The orca reflected this relaxed mood as they seemed to be patrolling around the hotspot for the first half of the morning and since there was not a breath of wind the commonly seen Albatross and Shearwater’s were parked up in a raft on the surface relaxing too.
As it always seems to be the way in the Bremer Sub-Basin you never know where the best spot is on the boat to position yourself and your camera as orca blows could be seen from every angle and by noon they were in tight formation and slowly moving south possibly in search of food. These orcas were cautious of our boat not letting curiosity get the better of them as multiple bull’s guided 4-5 pods of female’s, juvenile males and calves along the 1000m contour line.
As the orca cruised around the boat some familiar dorsal fins raised up from the silky blue sea including Kidji, Razor and Holey!
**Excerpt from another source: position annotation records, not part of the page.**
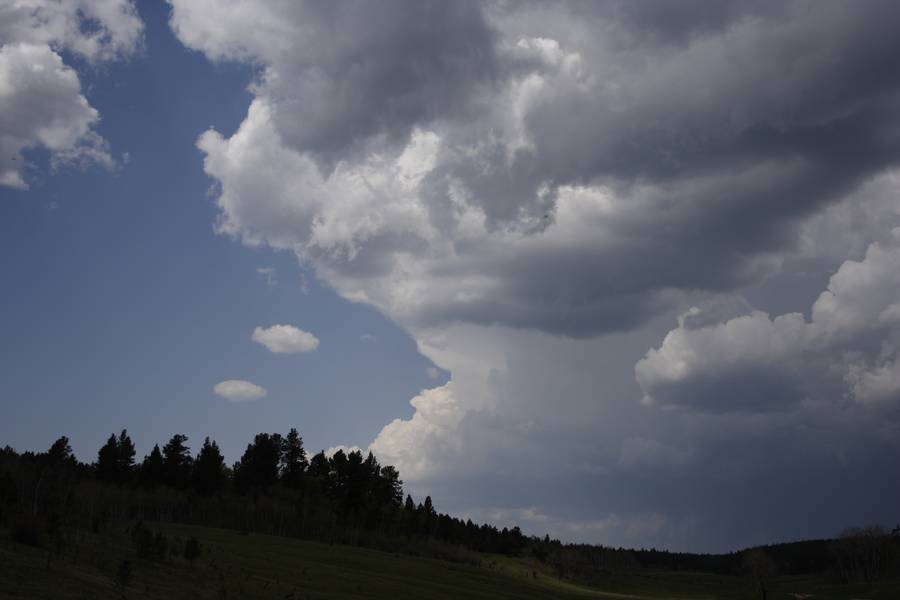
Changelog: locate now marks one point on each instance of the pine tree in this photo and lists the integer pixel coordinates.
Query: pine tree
(177, 462)
(124, 458)
(260, 465)
(107, 459)
(60, 451)
(152, 472)
(293, 460)
(209, 469)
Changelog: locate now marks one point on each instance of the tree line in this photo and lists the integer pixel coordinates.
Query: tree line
(347, 498)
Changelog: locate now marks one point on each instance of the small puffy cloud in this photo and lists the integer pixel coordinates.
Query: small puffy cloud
(285, 339)
(270, 275)
(239, 390)
(41, 103)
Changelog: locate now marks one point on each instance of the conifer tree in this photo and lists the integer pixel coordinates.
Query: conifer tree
(152, 471)
(293, 460)
(177, 462)
(209, 468)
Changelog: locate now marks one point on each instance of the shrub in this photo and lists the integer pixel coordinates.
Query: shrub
(192, 550)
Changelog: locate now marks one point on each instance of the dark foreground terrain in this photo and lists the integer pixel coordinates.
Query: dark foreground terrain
(230, 564)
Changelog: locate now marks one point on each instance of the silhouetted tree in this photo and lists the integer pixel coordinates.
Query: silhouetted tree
(152, 471)
(293, 460)
(260, 464)
(318, 466)
(115, 460)
(124, 457)
(209, 469)
(60, 452)
(177, 462)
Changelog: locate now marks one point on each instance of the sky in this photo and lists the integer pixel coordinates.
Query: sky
(625, 273)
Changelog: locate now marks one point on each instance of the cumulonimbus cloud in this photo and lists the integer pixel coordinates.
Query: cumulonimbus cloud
(591, 168)
(285, 339)
(239, 390)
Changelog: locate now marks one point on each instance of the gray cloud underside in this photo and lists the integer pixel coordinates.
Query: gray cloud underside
(539, 188)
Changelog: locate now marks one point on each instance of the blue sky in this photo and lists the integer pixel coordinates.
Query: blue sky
(648, 254)
(122, 307)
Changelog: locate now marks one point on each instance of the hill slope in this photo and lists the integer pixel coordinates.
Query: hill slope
(234, 565)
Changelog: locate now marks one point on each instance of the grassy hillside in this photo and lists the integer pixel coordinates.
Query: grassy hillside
(232, 565)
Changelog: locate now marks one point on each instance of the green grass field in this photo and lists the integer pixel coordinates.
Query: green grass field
(238, 566)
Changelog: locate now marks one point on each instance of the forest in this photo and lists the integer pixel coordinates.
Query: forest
(351, 499)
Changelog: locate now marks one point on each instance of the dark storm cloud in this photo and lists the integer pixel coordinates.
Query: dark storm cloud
(533, 203)
(375, 70)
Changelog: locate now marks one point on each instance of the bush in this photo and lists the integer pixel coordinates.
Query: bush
(147, 544)
(192, 550)
(123, 575)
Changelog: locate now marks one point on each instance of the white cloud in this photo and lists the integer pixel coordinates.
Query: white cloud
(848, 349)
(239, 390)
(345, 449)
(285, 339)
(598, 173)
(41, 103)
(270, 274)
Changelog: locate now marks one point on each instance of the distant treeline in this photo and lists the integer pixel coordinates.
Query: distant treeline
(347, 498)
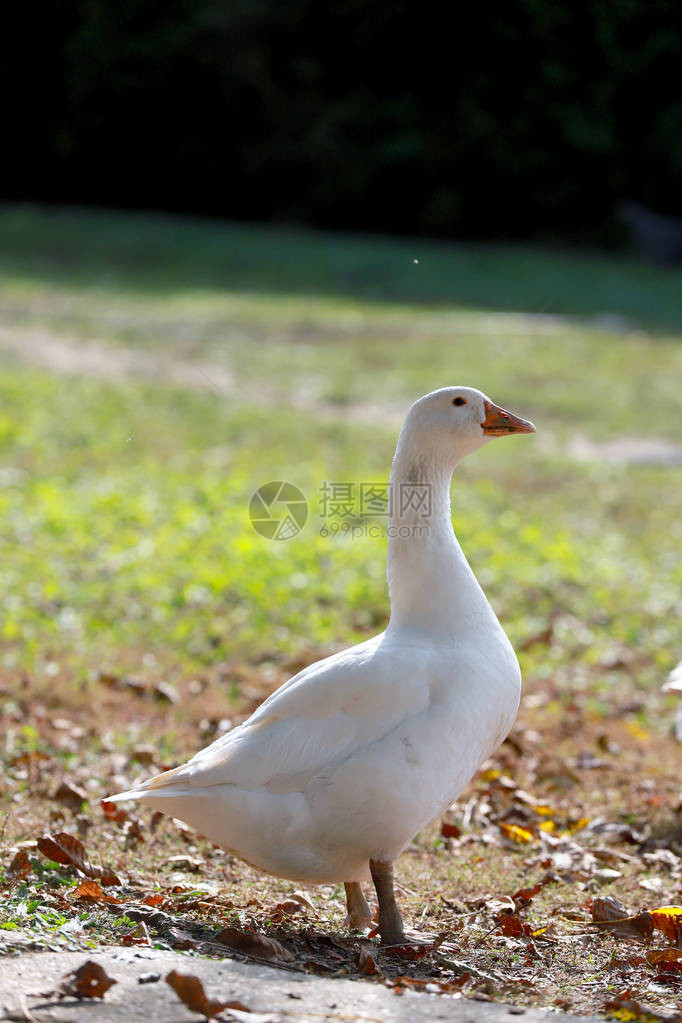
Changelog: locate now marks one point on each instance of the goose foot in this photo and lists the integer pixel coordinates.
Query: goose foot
(391, 922)
(359, 915)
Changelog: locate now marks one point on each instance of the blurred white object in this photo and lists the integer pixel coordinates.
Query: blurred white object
(674, 684)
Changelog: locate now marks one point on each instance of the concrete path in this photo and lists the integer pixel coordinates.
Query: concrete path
(273, 995)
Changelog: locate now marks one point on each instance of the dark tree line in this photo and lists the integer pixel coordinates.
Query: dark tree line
(490, 120)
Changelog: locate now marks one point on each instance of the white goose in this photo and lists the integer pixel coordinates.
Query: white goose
(338, 769)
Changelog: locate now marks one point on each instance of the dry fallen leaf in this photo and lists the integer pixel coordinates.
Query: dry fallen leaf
(190, 991)
(89, 981)
(63, 848)
(71, 795)
(92, 891)
(611, 916)
(19, 866)
(637, 1012)
(450, 831)
(114, 812)
(669, 920)
(656, 955)
(254, 944)
(515, 834)
(367, 964)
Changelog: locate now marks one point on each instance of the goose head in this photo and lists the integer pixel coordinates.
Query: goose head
(453, 421)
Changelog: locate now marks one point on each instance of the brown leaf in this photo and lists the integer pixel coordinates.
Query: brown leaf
(656, 955)
(450, 831)
(89, 981)
(515, 834)
(71, 796)
(92, 891)
(155, 899)
(190, 991)
(64, 848)
(525, 895)
(367, 964)
(114, 812)
(181, 939)
(628, 1009)
(611, 916)
(254, 944)
(19, 866)
(165, 694)
(513, 926)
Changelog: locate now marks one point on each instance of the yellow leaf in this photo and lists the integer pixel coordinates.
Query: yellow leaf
(543, 810)
(669, 920)
(515, 834)
(636, 730)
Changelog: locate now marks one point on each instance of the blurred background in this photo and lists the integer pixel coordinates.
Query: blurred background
(237, 240)
(523, 121)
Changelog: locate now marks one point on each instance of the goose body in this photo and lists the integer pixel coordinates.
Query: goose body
(348, 760)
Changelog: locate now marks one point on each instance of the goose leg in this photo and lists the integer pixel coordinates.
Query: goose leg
(391, 922)
(359, 915)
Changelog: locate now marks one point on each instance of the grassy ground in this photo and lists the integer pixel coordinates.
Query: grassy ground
(128, 561)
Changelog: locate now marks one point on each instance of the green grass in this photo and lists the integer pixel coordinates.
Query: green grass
(125, 501)
(160, 254)
(126, 547)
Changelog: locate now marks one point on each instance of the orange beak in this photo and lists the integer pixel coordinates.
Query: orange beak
(499, 423)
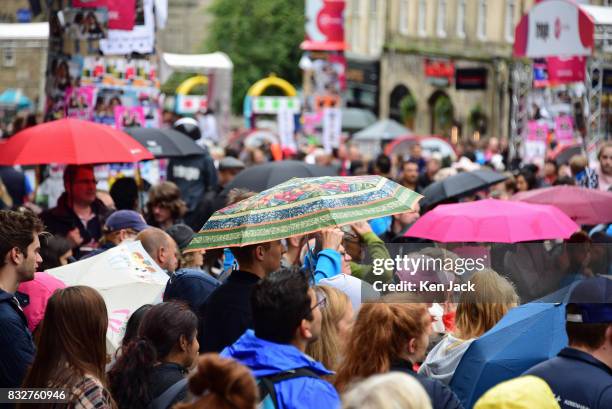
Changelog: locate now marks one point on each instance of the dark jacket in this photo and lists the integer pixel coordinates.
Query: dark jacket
(265, 358)
(16, 345)
(442, 397)
(15, 183)
(194, 175)
(578, 379)
(192, 286)
(61, 219)
(212, 201)
(164, 376)
(227, 313)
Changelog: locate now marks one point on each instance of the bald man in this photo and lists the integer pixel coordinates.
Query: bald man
(161, 247)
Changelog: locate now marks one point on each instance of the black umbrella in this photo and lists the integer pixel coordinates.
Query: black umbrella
(261, 177)
(459, 185)
(165, 143)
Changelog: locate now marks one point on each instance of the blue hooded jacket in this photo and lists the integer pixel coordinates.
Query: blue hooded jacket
(16, 344)
(269, 358)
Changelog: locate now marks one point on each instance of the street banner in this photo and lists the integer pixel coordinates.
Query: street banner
(286, 129)
(141, 39)
(332, 128)
(324, 25)
(564, 129)
(534, 142)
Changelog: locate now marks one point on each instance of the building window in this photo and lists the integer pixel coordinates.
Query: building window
(355, 21)
(461, 18)
(482, 20)
(422, 17)
(404, 24)
(8, 57)
(510, 9)
(441, 19)
(374, 35)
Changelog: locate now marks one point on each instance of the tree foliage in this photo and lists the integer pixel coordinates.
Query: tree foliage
(260, 37)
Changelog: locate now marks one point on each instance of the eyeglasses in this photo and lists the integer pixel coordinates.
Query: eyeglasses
(85, 181)
(321, 301)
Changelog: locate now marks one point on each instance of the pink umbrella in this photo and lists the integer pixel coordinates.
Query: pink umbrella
(582, 205)
(39, 291)
(491, 220)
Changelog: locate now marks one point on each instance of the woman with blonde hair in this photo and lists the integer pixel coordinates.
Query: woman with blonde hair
(391, 337)
(387, 391)
(477, 312)
(221, 383)
(72, 350)
(336, 324)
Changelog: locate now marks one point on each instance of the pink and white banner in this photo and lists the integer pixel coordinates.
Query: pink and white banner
(554, 28)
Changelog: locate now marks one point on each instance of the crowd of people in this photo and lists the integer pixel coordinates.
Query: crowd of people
(292, 323)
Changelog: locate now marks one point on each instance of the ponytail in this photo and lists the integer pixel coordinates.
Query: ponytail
(129, 377)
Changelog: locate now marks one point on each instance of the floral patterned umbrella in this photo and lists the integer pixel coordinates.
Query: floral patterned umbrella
(301, 206)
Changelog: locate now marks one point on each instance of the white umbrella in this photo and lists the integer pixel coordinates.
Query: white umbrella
(126, 277)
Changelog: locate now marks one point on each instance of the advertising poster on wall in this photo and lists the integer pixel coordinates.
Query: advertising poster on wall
(127, 117)
(80, 102)
(77, 30)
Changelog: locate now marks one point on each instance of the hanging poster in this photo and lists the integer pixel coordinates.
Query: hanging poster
(564, 129)
(127, 117)
(534, 142)
(121, 13)
(286, 129)
(332, 128)
(141, 39)
(107, 100)
(80, 102)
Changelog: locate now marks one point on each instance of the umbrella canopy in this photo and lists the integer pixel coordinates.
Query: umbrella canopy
(301, 206)
(15, 98)
(582, 205)
(430, 144)
(491, 220)
(354, 119)
(165, 143)
(385, 129)
(71, 141)
(524, 337)
(461, 184)
(261, 177)
(126, 277)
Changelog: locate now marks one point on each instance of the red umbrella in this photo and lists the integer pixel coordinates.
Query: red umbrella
(71, 141)
(496, 221)
(582, 205)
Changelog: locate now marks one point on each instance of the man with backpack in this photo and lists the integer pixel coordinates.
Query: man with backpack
(287, 317)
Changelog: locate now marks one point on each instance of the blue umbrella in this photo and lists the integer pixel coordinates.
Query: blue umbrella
(526, 336)
(14, 97)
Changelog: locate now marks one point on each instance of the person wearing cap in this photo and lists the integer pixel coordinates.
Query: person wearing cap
(580, 376)
(214, 200)
(195, 174)
(189, 283)
(120, 226)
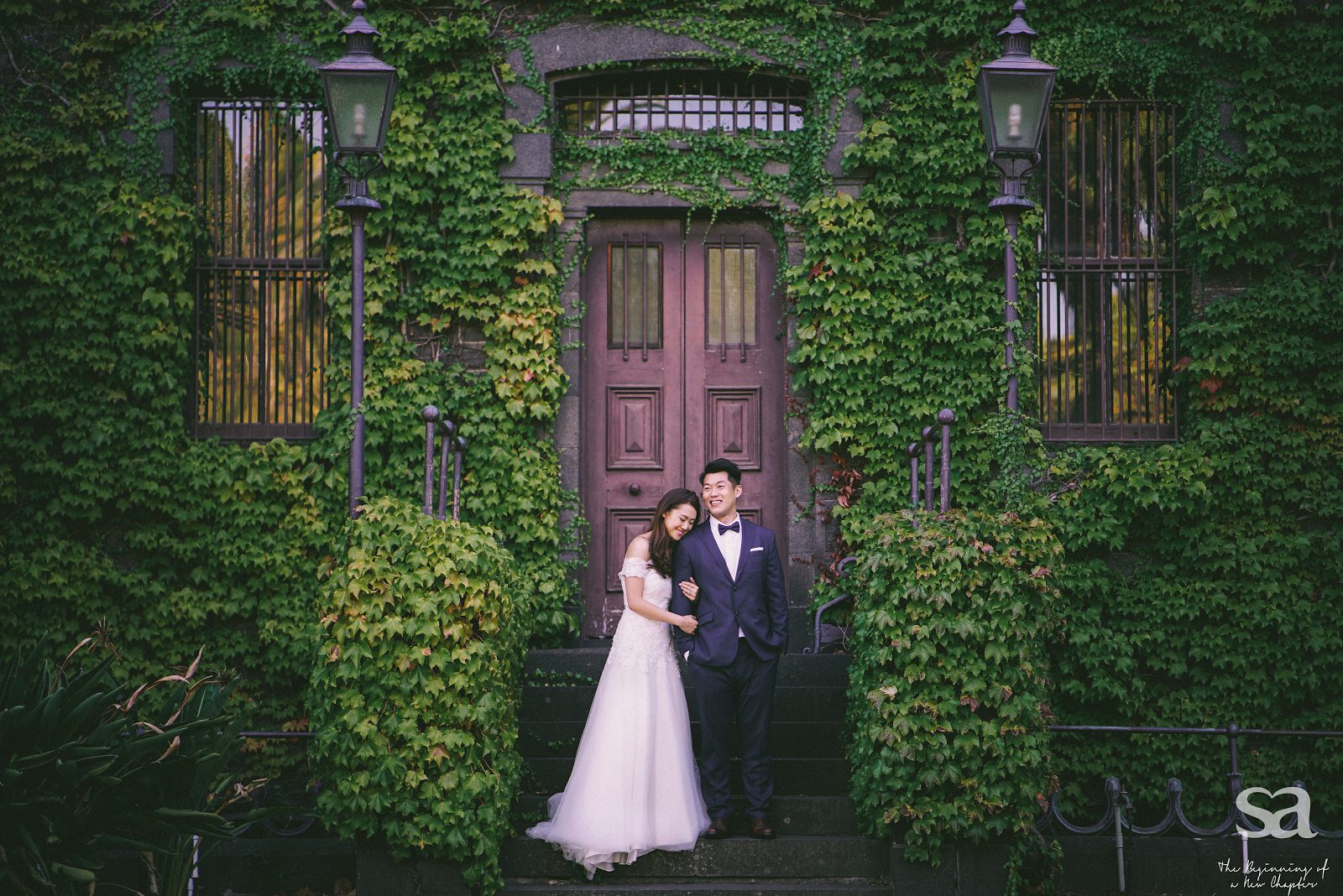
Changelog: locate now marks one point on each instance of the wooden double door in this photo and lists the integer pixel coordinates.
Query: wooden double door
(684, 361)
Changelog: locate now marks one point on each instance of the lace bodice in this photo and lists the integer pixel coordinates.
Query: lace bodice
(637, 638)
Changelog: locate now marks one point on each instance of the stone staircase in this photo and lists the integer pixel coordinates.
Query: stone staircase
(818, 849)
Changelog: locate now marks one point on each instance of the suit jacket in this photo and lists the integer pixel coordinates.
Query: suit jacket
(754, 602)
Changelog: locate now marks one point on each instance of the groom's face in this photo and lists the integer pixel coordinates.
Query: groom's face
(720, 495)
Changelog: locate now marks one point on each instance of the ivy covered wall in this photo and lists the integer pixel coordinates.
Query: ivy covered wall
(1201, 580)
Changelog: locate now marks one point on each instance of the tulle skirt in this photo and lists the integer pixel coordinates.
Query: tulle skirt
(635, 786)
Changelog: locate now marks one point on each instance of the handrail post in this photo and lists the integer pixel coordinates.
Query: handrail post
(430, 416)
(913, 474)
(946, 418)
(442, 468)
(458, 450)
(1119, 836)
(927, 440)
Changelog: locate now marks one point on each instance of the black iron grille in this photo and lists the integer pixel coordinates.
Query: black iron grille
(688, 102)
(1108, 279)
(261, 320)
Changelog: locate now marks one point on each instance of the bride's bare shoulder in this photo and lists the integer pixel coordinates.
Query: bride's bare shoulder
(641, 548)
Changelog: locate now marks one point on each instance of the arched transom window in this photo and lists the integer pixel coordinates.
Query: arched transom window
(680, 102)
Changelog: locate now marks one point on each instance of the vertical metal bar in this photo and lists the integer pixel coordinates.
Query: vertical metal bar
(1233, 779)
(1068, 346)
(1045, 298)
(196, 342)
(723, 300)
(912, 451)
(927, 440)
(624, 297)
(1119, 839)
(644, 282)
(430, 416)
(458, 450)
(445, 448)
(946, 418)
(1170, 192)
(1011, 217)
(742, 277)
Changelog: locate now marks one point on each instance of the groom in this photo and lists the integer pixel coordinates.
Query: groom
(734, 654)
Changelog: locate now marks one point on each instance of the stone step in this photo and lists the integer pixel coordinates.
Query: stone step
(790, 705)
(796, 777)
(801, 739)
(806, 815)
(725, 887)
(830, 669)
(734, 859)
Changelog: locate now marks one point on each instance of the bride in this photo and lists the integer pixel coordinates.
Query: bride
(635, 786)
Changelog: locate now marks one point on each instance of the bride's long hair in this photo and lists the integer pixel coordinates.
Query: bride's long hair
(662, 544)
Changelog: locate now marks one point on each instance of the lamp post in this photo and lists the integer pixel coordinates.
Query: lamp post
(1014, 101)
(359, 89)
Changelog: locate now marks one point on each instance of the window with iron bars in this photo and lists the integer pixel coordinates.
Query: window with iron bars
(1110, 280)
(261, 320)
(680, 102)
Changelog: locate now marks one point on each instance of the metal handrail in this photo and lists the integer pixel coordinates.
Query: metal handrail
(1116, 799)
(450, 443)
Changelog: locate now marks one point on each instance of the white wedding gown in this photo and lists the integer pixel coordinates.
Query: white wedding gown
(635, 786)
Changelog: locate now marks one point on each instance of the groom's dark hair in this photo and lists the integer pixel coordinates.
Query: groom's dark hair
(723, 466)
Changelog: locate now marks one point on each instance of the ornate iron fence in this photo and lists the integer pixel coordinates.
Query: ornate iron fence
(450, 443)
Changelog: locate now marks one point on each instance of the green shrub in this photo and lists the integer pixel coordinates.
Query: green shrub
(947, 714)
(84, 768)
(416, 687)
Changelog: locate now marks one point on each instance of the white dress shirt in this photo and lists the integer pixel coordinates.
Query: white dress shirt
(729, 544)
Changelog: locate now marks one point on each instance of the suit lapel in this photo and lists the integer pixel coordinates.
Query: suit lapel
(747, 544)
(711, 544)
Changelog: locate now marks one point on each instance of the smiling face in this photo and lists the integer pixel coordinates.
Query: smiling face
(678, 521)
(720, 495)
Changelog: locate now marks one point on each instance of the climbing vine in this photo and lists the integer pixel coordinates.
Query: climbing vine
(1199, 578)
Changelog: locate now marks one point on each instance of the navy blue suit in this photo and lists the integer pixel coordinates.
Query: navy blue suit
(732, 675)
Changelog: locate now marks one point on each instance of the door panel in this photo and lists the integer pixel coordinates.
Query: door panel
(682, 364)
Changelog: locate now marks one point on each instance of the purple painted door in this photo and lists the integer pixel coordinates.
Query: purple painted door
(682, 362)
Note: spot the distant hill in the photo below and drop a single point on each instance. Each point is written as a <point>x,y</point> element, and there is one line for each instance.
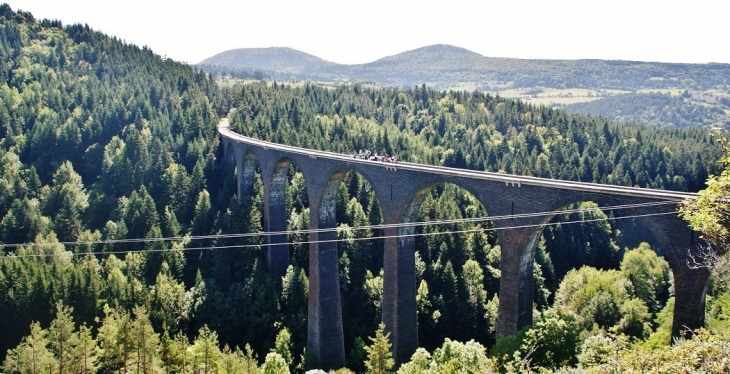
<point>700,92</point>
<point>278,59</point>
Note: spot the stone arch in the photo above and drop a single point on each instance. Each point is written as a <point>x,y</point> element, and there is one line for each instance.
<point>656,229</point>
<point>275,218</point>
<point>402,316</point>
<point>248,166</point>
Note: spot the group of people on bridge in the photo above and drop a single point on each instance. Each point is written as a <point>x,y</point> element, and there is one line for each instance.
<point>366,155</point>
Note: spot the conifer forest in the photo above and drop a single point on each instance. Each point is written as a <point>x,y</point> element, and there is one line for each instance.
<point>124,248</point>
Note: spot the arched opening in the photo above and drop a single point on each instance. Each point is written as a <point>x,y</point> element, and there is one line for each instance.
<point>610,279</point>
<point>360,257</point>
<point>457,267</point>
<point>233,271</point>
<point>289,207</point>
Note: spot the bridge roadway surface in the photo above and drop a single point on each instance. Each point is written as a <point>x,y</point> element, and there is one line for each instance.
<point>400,189</point>
<point>508,179</point>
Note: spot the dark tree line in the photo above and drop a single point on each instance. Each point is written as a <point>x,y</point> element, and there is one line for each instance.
<point>103,143</point>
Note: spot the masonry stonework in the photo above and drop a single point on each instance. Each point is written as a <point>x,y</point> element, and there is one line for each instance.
<point>400,189</point>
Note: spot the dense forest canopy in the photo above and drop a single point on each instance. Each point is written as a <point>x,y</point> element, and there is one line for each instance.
<point>106,149</point>
<point>617,90</point>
We were also joined again today by Mako and El Notcho and there is nothing more thrilling than seeing the male orcas monstrous dorsal slice through the waves. The isosceles shape dorsal fin of these large bulls can reach a maximum of 1.8 metres tall!!!! However, as quickly as they approached us they soon disappeared again by taking a dive and leaving a footp
rint! This footprint is the displacement of water by the downward action of the tail fluke and our passengers were quick to spot them each time!
Eyes were on the horizon as we headed westward around 1pm when the call came from Blair (@Sharkyaerials) that there was a sperm whale at 1 o’clock! This was our first sighting for the season and we were eager to get a glimpse! All eyes were watching when the distinctive angled blow was seen again and again on the horizon. Sperm whales will “log” at the surface catching their breath after a deep dive. They will spend about 10-15 minutes breathing at the surface filling their oxygen starved lungs before plunging back into the depths again. They are able to take incredibly deep dives as they exhale most of the air out of their lungs causing their body to use oxygen stored in their muscles.
The day was topped off with our flyby of Glasse Island where passengers were treated to an endangered Australian Sea Lion pup suckling from his mottled grey and gold mum.
We can’t wait to do it all again tomorrow!